The scenes of hundreds of thousands of refugees fleeing Kosovo recall tragedies the world over. One is the Sudan, where a brutal conflict between the Arab-Muslim north and the more indigenous African-Christian south has raged intermittently for four decades.
Of course, all necessary measures need to be taken to restore security and dignity for the people of Kosovo. But the universality of human dignity should not permit a glaring disparity in the way the international community responds to human tragedy in different parts of the world.
The Sudan is clearly a case in point. Government troops and paramilitary forces, operating jointly with Arab tribal militias, have devastated southern tribes, razed their villages, looted their cattle, destroyed their crops, killed at random, and even enslaved children and women. War-generated famine in which the government has impeded and sometimes blocked access to international humanitarian agencies accounts for at least a half-million of the lives lost in the conflict.
The pressing question is how to end the war. In 1993 the neighboring countries of the Inter-Governmental Authority for Development (IGAD) initiated a peace process that stipulated a declaration of principles recognizing the right of self-determination for the people of the south, giving unity priority, and creating conditions for separation of religion and state, pluralistic democracy, decentralization of power and respect for human rights. But IGAD lacks the capacity to impose any agreement on the parties.
Despite the ambivalence of the Arab-Muslim north toward the United States, both sides concur that it is the only power capable of brokering and guaranteeing a viable peace agreement. Although Americans are probably tired of hearing it, the fact is that the United States enjoys an unrivaled position of world leadership, which carries both advantages and the burdens of responsibility. This does not mean that the United States should address all the crises around the world on an equal footing. It simply means developing a global vision and tailoring responses to specific situations.
What the Sudanese situation calls for is a concentrated diplomatic effort with commensurate incentives and disincentives carried out under a determined American leadership but in concert with regional and international actors. The following steps need to be taken:
- Despite the shortcomings of the IGAD process, it has acquired international legitimacy and should be strengthened financially, administratively and diplomatically.
- The IGAD Partners Forum, which includes the United States and a number of Western countries, should, with the United Nations and the Organization of African Unity, contribute financial and technical support.
- As for the substantive issues, the focus should be placed on ensuring self-determination for the south — on which all parties agree — but that needs to be formally adopted in a binding and guaranteed agreement.
- The existence of such a choice should motivate those in the north advocating national unity to strive harder to create conditions favorable to the option of unity in the referendum on self-determination.
- The National Democratic Alliance, which includes all the opposition parties, should be involved in the negotiations to address the need for reform in the whole country.

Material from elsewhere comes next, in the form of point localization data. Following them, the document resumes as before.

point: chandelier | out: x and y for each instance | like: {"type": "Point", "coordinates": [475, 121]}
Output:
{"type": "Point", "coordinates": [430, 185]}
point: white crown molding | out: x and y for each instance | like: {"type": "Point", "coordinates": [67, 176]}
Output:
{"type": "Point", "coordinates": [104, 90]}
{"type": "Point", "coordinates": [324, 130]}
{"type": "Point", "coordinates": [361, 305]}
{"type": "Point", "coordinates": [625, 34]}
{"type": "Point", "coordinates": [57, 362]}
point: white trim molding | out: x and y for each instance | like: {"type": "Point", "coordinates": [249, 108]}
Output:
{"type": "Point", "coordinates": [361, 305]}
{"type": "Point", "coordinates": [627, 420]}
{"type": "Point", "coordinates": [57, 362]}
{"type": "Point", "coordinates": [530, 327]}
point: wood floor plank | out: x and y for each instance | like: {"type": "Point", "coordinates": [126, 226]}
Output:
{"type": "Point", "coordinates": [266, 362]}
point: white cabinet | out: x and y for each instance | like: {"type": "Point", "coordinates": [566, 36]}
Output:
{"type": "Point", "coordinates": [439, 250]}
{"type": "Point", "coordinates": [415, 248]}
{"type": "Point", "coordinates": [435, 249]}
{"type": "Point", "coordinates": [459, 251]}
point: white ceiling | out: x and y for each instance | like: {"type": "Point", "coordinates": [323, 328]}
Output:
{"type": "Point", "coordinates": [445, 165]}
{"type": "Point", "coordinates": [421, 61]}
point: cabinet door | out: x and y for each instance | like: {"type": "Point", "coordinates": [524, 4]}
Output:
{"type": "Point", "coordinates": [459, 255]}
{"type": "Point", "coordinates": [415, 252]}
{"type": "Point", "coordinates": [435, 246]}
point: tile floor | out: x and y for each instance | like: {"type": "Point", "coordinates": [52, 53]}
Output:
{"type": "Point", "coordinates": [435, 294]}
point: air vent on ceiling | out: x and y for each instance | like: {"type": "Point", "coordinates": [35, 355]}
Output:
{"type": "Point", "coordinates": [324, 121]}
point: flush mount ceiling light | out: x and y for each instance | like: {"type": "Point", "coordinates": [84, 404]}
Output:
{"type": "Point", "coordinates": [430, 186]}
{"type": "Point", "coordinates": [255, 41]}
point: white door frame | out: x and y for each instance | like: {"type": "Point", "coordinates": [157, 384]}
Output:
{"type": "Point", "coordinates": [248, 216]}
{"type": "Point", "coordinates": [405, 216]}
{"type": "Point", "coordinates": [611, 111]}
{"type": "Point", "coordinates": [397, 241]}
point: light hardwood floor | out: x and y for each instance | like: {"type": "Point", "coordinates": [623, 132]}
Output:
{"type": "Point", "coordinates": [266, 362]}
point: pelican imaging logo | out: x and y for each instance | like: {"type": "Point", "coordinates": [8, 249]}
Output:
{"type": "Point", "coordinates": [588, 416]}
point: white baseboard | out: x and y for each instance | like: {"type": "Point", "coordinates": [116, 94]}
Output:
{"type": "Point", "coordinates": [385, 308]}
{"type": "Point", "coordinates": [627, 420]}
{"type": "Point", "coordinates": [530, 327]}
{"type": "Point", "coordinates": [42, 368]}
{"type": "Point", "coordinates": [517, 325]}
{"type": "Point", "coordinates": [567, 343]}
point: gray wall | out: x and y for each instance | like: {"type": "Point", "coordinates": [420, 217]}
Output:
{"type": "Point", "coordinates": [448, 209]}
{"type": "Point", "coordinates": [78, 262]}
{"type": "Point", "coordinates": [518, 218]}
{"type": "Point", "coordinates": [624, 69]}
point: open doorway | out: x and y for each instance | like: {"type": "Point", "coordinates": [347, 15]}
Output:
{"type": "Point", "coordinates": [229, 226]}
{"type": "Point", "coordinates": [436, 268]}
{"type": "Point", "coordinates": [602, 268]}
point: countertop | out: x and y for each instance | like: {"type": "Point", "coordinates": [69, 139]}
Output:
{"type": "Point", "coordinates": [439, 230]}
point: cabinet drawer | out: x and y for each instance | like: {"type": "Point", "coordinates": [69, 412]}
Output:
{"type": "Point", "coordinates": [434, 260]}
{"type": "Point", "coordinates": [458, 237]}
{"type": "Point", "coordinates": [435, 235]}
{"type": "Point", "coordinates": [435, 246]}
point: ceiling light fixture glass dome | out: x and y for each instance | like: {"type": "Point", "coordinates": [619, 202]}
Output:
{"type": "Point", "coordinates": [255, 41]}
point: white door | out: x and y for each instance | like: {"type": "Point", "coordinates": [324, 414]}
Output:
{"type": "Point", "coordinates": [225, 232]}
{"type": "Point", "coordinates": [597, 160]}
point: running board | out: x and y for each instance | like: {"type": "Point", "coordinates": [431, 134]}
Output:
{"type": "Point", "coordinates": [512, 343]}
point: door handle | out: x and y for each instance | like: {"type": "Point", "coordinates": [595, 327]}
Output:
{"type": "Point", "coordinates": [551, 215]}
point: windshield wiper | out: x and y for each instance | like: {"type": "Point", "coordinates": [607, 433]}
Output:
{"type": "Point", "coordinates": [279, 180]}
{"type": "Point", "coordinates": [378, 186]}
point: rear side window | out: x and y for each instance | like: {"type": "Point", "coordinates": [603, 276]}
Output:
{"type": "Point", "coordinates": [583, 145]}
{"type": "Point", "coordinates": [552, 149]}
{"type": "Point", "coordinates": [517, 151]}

- For self-determination to be credible, international enforcement mechanisms involving the IGAD partners, the United Nations and the Organization of African Unity must be adopted. These include guarantees for a sustainable cease-fire, negotiating an interim administration and security arrangement in the south, and an internationally supervised referendum.
The time is long overdue for the international community to go beyond generous humanitarian response and stop the war. The United States is called upon to offer a low-cost leadership to do this much.